Thursday 14 July 2011

Cinema Review - LAST YEAR IN MARIENBAD

Last year in Marienbad (au L'année dernière à Marienbad is a surrealist piece from 1961, lauded as a cinematic masterpiece; it's obscure and non-linear narrative inspires much debate in regards to any extractable plot.

Last Year In Mariendbad's praise has won it a Golden Lion at the Venice film festival and an Academy award for original screenplay, as well as commendations as essential cinema schooling. Having said that, there's the fracas to its enigma of being rated as one of The Fifty Worst Films in a book by The Medveds (originators of the Hollywood 'Walk of Shame' and Golden Turkey awards)

The plot, through repetition ciphers of dialogue, and sweeping long shots with no chronological imperative establishes a first man attempting to convince a woman he meets at a grand Château social gathering that not only did they meet the year before; but they very well fell in love and that she has been waiting for him. A second man (probably the woman's husband) assumes his dominance by 'never losing' supremely orchestrated Nim matches to the first man.

The combination of sweeping shots; never-ending corridors and spiral staircases; repeated dialogue; flashbacks; flash-forwards and detached performances from all the leads exude a dream-like, transcendental quality. The score is usually simple crescendos or organs, with the overall effect a somewhat jarring timelessness loop. The viewer is abandoned from any plot resolution as how is it possible to make concrete judgement with no means to discern reality from imagination or dream? And that's the point.

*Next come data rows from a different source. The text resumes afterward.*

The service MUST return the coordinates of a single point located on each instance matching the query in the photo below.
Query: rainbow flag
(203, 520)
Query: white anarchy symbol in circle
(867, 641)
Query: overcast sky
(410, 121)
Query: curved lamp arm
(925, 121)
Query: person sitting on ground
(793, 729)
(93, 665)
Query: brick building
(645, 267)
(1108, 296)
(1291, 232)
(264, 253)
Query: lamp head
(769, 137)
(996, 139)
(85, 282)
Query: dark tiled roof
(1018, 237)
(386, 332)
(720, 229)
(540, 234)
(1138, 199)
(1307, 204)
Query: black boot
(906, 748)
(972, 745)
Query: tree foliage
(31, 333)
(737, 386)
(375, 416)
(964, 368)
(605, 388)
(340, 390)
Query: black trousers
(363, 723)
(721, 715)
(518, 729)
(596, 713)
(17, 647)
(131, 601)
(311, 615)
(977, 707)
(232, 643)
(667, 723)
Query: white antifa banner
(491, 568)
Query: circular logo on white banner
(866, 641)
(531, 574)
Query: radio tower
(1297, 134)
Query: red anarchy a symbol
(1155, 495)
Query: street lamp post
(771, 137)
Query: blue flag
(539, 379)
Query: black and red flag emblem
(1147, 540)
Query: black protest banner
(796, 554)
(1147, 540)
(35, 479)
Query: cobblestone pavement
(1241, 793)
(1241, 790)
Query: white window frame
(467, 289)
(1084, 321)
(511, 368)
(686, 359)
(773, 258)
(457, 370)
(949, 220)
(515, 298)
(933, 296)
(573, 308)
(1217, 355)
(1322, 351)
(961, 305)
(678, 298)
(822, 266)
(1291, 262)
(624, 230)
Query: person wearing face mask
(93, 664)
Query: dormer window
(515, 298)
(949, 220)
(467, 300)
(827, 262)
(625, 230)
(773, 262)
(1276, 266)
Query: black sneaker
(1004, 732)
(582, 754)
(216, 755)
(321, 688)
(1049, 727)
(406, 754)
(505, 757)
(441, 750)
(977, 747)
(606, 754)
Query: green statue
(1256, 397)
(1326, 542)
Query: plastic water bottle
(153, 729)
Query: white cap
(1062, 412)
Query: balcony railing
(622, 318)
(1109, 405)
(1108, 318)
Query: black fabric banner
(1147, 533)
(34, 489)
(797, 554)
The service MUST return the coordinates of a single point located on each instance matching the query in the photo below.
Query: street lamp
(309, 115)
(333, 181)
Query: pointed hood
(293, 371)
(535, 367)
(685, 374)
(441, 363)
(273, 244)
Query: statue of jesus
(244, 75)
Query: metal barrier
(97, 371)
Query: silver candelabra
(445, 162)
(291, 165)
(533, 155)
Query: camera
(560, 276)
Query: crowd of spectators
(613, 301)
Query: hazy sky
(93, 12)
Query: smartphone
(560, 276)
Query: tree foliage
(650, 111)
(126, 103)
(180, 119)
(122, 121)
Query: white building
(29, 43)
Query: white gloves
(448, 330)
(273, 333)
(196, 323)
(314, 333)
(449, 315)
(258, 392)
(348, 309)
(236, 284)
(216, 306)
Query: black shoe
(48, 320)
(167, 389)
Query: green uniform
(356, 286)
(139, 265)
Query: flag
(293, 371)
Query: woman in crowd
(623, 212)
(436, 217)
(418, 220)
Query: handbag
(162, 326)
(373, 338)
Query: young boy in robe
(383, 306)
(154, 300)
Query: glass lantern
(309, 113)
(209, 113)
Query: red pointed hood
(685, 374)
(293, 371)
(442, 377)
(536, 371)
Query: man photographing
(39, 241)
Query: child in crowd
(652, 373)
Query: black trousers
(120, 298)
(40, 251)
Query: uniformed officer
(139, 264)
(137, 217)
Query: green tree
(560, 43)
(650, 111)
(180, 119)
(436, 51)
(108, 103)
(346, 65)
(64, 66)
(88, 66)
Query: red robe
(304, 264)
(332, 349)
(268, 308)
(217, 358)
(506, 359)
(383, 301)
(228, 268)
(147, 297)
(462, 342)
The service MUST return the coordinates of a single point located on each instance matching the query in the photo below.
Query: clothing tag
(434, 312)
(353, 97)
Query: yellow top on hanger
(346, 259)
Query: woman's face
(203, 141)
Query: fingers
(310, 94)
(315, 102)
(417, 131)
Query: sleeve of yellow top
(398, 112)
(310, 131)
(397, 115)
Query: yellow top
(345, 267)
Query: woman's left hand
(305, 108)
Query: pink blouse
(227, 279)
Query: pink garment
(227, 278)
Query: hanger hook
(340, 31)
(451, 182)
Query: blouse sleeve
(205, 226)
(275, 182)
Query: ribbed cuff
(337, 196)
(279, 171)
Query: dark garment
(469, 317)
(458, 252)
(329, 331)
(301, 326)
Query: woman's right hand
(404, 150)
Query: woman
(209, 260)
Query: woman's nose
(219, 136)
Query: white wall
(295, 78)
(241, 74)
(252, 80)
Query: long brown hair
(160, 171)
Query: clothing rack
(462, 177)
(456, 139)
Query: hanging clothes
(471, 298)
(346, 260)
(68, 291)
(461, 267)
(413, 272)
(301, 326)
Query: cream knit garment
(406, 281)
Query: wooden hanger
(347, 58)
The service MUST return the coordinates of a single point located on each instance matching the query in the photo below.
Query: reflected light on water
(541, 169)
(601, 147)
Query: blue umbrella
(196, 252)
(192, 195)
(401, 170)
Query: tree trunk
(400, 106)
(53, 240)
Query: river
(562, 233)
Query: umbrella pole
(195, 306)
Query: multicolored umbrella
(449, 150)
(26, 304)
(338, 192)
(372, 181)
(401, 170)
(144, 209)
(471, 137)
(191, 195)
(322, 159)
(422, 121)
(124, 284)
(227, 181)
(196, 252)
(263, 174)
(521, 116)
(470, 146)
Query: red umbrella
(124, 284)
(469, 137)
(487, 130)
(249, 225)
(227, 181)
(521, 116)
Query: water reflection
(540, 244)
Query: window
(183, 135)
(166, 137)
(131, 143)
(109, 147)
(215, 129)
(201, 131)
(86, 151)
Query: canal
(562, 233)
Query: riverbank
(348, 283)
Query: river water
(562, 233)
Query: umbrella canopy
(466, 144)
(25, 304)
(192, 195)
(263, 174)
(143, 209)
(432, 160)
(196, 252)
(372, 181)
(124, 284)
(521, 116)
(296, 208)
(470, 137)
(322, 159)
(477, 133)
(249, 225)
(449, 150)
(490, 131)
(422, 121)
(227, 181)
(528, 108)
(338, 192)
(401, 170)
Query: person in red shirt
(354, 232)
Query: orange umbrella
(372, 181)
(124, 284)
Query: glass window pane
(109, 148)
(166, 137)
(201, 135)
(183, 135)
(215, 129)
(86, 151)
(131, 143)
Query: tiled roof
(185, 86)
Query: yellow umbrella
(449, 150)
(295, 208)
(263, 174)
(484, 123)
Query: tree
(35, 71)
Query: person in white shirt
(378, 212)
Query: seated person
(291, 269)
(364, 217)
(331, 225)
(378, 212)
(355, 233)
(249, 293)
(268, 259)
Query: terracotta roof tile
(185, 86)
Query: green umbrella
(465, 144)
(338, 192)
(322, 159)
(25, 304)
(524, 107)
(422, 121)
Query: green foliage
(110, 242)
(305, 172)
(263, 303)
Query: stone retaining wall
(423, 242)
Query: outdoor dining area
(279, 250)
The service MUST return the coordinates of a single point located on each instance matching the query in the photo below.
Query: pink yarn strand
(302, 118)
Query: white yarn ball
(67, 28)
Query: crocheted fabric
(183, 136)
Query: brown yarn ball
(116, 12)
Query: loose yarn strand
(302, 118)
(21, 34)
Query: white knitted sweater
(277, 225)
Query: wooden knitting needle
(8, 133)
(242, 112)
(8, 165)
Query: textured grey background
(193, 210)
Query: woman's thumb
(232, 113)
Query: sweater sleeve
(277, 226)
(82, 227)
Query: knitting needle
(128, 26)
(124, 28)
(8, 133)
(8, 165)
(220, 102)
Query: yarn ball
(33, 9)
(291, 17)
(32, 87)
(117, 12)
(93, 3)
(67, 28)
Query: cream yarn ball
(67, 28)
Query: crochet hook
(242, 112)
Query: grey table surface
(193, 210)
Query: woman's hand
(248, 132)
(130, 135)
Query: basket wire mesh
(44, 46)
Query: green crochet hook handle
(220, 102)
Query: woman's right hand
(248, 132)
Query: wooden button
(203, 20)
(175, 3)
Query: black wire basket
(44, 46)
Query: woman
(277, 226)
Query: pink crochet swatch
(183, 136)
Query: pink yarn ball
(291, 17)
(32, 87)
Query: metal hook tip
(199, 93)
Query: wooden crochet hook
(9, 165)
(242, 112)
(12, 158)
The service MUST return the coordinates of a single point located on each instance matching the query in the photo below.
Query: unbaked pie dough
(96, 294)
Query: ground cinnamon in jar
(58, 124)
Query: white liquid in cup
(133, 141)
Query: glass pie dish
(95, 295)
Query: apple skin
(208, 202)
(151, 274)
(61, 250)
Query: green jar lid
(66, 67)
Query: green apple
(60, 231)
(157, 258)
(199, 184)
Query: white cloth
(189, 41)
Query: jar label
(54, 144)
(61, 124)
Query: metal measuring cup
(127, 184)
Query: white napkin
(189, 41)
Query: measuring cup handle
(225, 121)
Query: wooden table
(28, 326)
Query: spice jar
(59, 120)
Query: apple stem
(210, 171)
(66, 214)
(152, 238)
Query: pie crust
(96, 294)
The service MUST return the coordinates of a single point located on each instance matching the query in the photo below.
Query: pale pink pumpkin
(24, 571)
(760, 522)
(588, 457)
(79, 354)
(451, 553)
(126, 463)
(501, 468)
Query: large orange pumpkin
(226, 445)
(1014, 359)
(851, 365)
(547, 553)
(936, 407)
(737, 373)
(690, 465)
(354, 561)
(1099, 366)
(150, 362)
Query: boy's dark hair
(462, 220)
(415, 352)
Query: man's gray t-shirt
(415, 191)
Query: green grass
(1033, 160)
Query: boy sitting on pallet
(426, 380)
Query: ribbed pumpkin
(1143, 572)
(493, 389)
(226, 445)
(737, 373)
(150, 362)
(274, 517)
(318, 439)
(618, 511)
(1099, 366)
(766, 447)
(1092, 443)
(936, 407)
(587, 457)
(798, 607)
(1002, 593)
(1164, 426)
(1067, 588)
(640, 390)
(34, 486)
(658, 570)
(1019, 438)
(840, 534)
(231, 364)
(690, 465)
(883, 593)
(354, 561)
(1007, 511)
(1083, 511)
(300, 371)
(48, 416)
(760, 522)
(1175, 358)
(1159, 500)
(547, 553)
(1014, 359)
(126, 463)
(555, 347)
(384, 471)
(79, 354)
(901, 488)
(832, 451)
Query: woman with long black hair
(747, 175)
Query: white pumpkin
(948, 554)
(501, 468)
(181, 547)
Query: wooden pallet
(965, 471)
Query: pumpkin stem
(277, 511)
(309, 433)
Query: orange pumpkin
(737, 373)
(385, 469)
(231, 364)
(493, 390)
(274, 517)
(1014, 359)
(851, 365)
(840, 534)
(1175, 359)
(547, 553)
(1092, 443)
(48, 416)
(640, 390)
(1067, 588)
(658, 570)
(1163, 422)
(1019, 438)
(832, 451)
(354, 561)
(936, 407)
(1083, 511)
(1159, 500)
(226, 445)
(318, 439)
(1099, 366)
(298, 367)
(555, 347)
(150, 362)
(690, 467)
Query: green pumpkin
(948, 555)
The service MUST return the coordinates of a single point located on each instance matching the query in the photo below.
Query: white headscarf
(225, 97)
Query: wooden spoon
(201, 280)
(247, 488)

This is french Dada-ist. Check the movement. Sure, it makes for fascinating and at times witty viewing. But the 'perfection' of the environment; the depletion of humanistic traits; the ornamental garden (where trees cast no shadows mind you) and once again I utter; the oft-repeated dialogue draws bee-lines to the theatre of the absurd..



Reclined in my BFI seat at Southbank, I couldn't help but feel like I was in on Alain Resnais and Alain Robbe-Grillet's joke... the sterile and polished exterior; the decay of decadence; renders all meaning defunct, leaving one protagonist on a mission (Persuasive? Unreasonable? Mesmerising? Abusive?)to connect some links between hearts.

Do go watch it. For what it's worth, view it as a meta-film, or an epic poem with visual stimulus. Feel free to love it or hate it. Next year you may not even know.